Dad remembers the room in which the television was in as “typical for the time”. It was the 70s so there was the “patterned wallpaper, shaggy carpet and beige furniture”. He even noted one of the futons he would sit and watch TV on was in our house almost 30 years later until it crumbled and collapsed in on itself.

When my father and his family arrived in Australia they were quick to embrace Australian culture, with a big part of it being sport. When they arrived in ’74, the Eastern Suburb Roosters and the Canterbury-Bankstown Bulldogs were facing of in the grand final in the Australian Rugby League. My dad remembers watching the game as a 7-year-old on a grainy black and white television. That year the Roosters won 19 – 4 and from that moment on he became an Eastern Suburbs fan. Much of my father’s television memories involved watching his beloved Roosters play, including one year where they lost the final and he stormed out of the house. Some things never change.

Outside from sport, a significant moment my father remembers was the news report announcing the death of Elvis in 1977. He remembers it being a very surreal moment and compared it to when Michael Jackson died in 2009. These days news events, such as the death of a celebrity or other major world events, are broken over the internet first before airing on television. But back then the television was the first window into the happenings in the world. The world became smaller.

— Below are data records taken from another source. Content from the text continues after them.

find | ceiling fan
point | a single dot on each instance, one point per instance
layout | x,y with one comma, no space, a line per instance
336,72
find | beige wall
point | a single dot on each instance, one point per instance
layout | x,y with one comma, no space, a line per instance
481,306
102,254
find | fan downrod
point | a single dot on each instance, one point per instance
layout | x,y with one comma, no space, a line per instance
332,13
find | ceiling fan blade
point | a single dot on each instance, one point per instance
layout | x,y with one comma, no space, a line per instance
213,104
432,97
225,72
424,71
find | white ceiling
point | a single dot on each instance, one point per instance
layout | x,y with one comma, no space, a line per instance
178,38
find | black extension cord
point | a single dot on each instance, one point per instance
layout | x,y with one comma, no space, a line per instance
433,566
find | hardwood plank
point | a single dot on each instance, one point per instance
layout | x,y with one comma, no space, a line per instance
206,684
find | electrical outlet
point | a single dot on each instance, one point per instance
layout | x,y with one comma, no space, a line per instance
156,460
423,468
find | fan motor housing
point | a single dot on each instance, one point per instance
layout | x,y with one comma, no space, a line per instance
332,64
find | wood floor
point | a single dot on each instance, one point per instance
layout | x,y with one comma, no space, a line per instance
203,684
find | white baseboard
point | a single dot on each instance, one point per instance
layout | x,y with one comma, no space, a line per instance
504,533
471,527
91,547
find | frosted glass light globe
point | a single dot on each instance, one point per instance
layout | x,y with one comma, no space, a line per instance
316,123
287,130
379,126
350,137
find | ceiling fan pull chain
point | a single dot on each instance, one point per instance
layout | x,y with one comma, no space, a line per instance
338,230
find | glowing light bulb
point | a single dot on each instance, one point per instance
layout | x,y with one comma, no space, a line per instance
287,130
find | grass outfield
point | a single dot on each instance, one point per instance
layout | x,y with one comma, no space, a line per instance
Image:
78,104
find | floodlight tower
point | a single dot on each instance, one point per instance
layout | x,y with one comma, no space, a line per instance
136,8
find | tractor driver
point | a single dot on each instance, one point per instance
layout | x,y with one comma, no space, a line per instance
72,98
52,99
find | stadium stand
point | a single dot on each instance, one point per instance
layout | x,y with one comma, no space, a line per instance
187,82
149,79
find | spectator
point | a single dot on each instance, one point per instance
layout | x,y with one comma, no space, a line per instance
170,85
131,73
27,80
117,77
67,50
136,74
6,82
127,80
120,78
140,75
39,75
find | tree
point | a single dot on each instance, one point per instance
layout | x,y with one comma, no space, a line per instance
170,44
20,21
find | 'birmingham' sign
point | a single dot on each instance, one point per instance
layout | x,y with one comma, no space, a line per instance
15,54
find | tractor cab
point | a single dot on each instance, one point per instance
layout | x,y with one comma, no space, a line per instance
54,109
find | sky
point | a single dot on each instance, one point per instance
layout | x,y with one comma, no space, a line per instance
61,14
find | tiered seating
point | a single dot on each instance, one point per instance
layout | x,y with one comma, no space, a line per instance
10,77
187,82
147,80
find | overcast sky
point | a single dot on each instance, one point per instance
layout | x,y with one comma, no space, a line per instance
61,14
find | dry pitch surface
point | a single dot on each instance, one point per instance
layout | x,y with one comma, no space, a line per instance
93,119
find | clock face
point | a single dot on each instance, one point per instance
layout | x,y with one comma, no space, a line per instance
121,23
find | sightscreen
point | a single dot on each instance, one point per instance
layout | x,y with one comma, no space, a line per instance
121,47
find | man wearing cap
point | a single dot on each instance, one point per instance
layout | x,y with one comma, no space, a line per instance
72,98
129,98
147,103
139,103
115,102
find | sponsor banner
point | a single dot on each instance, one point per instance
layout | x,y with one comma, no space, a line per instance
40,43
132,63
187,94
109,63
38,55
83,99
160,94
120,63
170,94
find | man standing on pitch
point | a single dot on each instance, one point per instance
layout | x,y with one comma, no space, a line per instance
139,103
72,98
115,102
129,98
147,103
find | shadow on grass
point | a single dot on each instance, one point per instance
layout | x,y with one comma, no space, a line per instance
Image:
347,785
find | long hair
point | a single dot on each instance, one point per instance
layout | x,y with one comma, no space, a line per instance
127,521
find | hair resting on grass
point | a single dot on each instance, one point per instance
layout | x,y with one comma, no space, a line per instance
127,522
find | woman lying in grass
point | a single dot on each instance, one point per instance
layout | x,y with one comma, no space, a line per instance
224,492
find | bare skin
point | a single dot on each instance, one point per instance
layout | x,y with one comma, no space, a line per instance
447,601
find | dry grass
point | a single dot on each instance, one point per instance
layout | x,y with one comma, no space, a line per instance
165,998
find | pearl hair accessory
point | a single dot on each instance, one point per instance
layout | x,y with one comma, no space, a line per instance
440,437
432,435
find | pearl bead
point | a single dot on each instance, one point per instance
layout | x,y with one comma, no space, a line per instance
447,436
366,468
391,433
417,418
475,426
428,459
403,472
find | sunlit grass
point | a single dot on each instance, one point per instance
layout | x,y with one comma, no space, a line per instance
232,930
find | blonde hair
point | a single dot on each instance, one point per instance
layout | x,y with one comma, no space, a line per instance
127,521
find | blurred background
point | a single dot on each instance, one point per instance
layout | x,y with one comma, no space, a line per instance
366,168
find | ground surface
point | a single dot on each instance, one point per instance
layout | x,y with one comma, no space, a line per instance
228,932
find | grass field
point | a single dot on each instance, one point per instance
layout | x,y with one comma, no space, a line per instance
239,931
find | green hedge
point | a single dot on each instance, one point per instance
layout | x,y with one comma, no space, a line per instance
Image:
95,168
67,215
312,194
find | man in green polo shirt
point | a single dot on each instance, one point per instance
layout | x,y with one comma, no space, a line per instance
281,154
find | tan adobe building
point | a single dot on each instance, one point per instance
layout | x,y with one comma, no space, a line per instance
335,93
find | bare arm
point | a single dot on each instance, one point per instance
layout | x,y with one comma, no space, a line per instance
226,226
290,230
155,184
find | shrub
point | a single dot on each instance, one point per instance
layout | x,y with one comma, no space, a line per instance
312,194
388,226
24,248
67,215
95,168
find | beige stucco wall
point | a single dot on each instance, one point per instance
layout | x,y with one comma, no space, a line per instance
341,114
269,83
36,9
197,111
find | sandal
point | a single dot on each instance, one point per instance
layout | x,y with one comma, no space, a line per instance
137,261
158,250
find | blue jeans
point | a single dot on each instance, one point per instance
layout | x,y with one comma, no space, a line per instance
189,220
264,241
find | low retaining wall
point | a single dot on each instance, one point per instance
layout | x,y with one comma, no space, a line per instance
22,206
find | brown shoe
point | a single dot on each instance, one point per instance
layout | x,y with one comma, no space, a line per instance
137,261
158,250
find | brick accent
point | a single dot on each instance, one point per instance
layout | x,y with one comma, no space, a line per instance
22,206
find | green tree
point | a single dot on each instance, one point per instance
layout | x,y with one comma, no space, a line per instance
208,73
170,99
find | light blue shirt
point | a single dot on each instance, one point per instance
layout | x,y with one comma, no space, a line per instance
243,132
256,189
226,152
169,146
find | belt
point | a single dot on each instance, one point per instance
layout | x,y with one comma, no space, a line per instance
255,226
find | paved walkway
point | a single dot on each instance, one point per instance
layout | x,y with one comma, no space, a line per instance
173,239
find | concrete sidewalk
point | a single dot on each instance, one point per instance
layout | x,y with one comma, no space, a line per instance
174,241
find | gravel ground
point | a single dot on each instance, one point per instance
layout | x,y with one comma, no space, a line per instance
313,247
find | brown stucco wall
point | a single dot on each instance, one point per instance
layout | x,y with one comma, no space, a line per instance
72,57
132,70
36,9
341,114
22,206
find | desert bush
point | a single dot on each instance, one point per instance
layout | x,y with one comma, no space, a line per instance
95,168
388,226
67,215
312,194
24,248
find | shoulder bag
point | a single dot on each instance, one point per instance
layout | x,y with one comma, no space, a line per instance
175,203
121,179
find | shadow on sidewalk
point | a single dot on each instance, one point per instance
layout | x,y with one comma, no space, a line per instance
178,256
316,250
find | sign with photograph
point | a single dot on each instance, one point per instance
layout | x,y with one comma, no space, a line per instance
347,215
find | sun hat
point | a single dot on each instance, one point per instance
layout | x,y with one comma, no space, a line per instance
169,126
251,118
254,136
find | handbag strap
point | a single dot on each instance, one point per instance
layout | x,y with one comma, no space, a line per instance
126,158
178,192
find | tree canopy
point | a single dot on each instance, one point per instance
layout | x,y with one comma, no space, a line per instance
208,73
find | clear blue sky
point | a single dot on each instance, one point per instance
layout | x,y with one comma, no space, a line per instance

It is interesting to see how the use of television has changed over time. My father told me when growing up there were about five or so channels to choose from. I can’t imagine not being able to watch what I want when I want let alone only have a few channels to flick through. How my generation sees television compared to my dad’s generation is interesting. The TV allowed them to see the world. Today, it’s usually the last place we look.